In terms of exercise, I learned how to be more efficient with my workouts. Instead of long cardio sessions, I shortened my workouts to include a thorough warm-up, a good weight training session, some HIIT cardio, and some deep, relaxing stretching at the end. By being smart about my workouts, I shortened the time I spent at the gym without shortening the effectiveness and benefits of those workouts.

2. More energy — I learned how to use my energy efficiently.

Being efficient with my exercise and fueling my body correctly with food — plus hydrating properly and getting enough sleep (also components of the WLC) — led to great results in my energy levels. Sure at first the withdrawal symptoms from sugar were a bit of a drag, but I knew that I just had to stick to it and the cravings would pass.

An unexpected source of energy came from eliminating unnecessary items/habits/actions from my daily routine. This went beyond saying ‘no’ to certain foods or releasing positive endorphins through exercise. In doing the challenge, I faced a lot of questions from people about why I was doing the challenge and a lot of criticisms about me being too hard on myself. I had to learn how to deal with these reactions from others. However, what I learned was that I didn’t need to waste my energy justifying my actions to other people. If I knew that what I was doing was for my overall good health and more importantly, that I was happy with the choices that I was making, then it didn’t matter what others thought. I was doing this for me. The ability to let go of my overarching need to appease people was like a breath of fresh air to me. It was through this process that I discovered a new voice for myself and a new way of life that made me happy.

3. More laughter — I make choices that make me happy. 
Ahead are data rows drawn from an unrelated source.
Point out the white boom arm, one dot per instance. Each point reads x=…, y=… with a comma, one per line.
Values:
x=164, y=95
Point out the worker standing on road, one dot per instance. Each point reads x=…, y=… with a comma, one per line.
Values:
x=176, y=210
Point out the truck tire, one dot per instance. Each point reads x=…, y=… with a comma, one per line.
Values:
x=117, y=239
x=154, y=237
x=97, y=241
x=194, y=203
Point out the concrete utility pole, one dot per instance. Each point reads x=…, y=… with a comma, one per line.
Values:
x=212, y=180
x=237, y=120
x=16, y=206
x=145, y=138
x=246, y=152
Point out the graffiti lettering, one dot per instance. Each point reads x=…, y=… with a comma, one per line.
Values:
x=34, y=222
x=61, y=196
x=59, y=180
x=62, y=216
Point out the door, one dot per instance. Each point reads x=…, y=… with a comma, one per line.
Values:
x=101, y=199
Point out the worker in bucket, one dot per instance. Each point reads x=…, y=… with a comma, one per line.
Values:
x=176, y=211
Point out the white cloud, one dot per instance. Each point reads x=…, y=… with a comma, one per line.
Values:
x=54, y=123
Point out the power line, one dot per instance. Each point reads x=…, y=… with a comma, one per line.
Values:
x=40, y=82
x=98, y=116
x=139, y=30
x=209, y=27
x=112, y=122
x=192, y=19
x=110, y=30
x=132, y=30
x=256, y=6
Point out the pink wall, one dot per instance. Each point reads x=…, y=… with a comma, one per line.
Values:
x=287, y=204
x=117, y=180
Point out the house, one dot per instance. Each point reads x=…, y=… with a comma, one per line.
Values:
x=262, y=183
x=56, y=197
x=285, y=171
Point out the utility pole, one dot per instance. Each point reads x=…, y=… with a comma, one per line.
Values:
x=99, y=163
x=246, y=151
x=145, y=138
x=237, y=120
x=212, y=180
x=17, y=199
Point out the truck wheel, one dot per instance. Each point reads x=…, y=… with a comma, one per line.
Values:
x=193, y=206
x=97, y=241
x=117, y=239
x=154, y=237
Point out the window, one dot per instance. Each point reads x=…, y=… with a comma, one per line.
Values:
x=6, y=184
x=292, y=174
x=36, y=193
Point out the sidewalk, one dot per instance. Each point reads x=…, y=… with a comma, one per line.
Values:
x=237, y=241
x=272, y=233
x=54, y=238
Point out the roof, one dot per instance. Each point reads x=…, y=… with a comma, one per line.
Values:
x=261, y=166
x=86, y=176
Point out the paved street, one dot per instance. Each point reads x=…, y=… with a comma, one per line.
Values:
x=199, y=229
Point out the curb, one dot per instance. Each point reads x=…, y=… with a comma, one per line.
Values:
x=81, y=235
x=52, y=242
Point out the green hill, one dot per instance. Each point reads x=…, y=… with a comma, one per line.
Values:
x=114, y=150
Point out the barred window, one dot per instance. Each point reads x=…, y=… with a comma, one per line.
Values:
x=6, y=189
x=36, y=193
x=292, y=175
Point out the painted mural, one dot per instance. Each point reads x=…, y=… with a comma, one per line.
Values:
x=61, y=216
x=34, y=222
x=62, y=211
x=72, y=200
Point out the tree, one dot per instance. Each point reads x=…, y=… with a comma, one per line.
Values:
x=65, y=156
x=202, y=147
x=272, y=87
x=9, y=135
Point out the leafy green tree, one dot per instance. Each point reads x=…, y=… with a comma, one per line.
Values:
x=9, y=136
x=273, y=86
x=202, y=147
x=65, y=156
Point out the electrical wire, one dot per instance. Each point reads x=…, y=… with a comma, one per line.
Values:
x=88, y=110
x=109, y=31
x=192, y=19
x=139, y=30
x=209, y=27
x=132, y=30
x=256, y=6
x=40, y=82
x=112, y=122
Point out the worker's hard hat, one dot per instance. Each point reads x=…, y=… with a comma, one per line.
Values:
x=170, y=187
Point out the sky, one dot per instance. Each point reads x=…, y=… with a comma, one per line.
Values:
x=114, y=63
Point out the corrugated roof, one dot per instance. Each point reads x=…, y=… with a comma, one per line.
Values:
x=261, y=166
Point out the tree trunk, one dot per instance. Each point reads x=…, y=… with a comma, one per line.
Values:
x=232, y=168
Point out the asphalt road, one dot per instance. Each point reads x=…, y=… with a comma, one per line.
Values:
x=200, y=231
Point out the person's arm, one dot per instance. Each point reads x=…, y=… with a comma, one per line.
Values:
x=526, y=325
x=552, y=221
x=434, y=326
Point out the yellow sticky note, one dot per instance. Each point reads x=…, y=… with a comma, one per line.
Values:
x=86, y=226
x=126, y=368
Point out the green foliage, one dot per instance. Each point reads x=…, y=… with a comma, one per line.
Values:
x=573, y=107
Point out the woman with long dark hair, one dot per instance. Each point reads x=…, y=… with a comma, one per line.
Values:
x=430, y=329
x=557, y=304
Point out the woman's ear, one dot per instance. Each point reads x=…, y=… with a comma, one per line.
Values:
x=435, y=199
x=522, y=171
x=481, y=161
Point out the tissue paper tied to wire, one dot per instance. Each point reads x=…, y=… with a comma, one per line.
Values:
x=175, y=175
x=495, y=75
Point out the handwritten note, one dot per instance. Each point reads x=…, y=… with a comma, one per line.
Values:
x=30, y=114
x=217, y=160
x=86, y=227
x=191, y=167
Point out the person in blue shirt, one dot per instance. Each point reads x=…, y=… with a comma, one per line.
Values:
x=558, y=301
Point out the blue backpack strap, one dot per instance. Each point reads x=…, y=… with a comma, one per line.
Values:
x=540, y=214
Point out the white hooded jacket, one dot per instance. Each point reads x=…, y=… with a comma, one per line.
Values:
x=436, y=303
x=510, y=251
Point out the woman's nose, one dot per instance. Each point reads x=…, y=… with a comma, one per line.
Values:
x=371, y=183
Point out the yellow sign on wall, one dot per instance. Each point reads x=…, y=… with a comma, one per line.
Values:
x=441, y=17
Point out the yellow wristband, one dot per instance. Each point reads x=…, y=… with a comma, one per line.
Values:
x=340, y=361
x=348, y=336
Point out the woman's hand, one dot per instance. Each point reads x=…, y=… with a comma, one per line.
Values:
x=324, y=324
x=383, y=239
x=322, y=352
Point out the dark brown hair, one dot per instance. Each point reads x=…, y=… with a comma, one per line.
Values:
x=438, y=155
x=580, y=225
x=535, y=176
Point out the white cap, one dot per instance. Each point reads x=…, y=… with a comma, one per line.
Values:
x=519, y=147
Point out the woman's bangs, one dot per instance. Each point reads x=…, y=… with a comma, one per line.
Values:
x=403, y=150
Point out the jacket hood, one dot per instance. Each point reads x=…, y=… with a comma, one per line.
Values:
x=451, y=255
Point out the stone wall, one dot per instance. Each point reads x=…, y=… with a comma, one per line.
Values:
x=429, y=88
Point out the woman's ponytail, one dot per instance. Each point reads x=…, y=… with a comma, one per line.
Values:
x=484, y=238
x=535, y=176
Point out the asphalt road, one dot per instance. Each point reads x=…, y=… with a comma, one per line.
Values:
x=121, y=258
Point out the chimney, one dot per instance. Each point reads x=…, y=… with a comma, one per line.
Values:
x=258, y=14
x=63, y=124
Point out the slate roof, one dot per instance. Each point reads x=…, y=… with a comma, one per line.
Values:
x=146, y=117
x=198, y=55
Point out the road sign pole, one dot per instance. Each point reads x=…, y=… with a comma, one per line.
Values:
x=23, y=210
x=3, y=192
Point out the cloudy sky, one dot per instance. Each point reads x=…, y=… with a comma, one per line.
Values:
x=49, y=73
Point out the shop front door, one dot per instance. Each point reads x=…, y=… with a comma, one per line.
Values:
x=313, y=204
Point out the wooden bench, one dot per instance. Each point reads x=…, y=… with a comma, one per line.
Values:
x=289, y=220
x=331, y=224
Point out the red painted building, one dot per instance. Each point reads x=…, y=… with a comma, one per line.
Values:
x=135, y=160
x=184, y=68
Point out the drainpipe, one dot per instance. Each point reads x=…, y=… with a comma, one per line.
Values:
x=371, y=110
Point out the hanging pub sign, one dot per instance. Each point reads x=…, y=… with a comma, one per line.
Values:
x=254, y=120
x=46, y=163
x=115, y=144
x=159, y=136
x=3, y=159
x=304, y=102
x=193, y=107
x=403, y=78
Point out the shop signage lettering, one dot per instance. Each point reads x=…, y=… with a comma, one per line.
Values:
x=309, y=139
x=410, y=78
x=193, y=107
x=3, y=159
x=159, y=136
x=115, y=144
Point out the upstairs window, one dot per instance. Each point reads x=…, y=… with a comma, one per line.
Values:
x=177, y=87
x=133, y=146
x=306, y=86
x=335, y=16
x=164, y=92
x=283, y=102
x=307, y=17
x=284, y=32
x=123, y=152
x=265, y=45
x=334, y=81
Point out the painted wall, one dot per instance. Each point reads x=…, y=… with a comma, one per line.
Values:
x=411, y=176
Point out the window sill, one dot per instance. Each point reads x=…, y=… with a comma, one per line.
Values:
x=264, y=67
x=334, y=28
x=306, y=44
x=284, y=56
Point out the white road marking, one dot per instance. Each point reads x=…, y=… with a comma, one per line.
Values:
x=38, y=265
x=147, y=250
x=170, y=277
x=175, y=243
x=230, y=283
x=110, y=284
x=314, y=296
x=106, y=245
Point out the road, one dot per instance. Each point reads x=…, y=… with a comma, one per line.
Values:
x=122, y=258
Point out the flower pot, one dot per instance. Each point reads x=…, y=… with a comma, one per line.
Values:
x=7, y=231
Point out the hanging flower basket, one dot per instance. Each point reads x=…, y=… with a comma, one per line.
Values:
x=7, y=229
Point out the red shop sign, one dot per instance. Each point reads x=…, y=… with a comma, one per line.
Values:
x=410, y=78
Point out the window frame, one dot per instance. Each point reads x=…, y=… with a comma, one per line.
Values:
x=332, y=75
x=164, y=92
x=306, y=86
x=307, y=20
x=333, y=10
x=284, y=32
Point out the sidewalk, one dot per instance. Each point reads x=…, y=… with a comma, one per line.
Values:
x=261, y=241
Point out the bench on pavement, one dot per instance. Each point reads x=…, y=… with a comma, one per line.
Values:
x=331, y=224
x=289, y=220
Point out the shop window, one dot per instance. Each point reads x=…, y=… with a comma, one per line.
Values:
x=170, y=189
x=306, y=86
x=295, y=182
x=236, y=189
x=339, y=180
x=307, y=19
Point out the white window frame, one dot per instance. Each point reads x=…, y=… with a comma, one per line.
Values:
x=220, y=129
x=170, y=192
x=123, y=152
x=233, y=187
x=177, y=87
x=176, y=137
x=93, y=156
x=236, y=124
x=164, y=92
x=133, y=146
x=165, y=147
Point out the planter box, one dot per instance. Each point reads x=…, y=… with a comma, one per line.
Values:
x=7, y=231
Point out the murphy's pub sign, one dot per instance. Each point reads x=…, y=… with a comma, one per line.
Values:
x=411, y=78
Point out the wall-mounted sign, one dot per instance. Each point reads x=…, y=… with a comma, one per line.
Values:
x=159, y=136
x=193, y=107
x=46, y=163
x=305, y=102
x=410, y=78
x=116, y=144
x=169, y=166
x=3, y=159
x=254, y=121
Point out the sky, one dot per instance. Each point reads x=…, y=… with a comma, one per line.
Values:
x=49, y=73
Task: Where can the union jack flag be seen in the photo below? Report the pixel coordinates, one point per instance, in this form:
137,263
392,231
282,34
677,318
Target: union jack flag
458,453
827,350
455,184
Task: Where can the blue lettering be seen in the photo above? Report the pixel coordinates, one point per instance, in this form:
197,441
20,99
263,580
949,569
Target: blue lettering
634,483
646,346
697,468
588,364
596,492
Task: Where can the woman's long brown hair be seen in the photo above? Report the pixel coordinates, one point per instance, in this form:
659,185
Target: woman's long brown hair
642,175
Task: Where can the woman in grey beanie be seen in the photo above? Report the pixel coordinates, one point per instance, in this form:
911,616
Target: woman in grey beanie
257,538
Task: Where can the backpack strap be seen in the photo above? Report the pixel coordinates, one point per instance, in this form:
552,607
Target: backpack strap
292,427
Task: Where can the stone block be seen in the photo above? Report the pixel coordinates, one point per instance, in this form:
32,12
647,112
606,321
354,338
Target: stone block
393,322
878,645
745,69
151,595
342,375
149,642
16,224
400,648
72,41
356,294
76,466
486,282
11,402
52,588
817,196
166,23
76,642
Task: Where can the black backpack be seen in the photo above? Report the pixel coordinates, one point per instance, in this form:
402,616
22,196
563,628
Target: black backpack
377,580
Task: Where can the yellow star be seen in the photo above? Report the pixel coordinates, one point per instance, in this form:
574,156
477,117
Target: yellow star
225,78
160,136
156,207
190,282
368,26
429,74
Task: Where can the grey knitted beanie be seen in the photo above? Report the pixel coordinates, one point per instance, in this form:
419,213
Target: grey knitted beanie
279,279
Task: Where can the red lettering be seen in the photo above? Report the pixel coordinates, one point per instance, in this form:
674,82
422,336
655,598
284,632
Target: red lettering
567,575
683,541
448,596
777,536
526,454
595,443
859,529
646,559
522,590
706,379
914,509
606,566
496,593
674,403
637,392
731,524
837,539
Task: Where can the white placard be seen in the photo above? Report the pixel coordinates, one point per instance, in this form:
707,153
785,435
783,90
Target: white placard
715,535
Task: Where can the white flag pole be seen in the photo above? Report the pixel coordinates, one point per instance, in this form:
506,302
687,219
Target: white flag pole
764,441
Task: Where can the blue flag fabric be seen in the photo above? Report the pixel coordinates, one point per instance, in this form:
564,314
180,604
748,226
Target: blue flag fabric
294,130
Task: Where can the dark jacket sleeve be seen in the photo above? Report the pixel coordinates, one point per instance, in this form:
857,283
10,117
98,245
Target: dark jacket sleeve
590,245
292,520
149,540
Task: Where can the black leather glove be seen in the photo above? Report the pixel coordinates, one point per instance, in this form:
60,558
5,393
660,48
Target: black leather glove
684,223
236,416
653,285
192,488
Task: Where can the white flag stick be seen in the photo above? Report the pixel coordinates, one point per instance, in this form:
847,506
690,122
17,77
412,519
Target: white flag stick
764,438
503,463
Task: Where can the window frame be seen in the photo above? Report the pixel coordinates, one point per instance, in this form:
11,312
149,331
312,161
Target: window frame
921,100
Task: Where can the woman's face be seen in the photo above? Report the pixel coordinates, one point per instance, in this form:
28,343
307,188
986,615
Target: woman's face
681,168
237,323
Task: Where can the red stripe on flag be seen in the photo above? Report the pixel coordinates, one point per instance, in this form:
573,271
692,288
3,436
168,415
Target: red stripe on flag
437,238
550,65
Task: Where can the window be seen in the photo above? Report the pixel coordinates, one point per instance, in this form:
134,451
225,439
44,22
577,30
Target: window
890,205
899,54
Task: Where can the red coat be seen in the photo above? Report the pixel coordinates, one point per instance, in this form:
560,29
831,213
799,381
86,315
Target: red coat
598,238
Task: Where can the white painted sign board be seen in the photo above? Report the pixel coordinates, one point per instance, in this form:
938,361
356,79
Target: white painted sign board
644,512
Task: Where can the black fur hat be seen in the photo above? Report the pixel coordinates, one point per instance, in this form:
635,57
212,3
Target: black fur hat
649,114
This point links with my discovery above — I used to cling on so tightly to things that I thought were right or that I thought I should do. Habit made me a prisoner to my own choices. As soon as I was able to understand that I was free to make my own choices (and this is linked to the idea of taking responsibility and being accountable for your actions, i.e. the scoring part of the challenge), I was able to step back and think — am I eating this/doing this/interacting with this person because it will make me happy or some other (real or imagined) external pressure? Answering this simple question honestly has lightened my life. I keep my overall goals in mind and try to make the best choices to help me achieve those goals. I surround myself with positivity and I try my best to be a positive presence around others. Do I falter at times? Sure. But it’s ok. It’s part of the process. I take it in stride, dust myself off, and keep trying — making sure to laugh along the way.

So what is it that you want out of life? Join the Whole Life Challenge and find out — you’ll be amazed at what you’ll discover about yourself!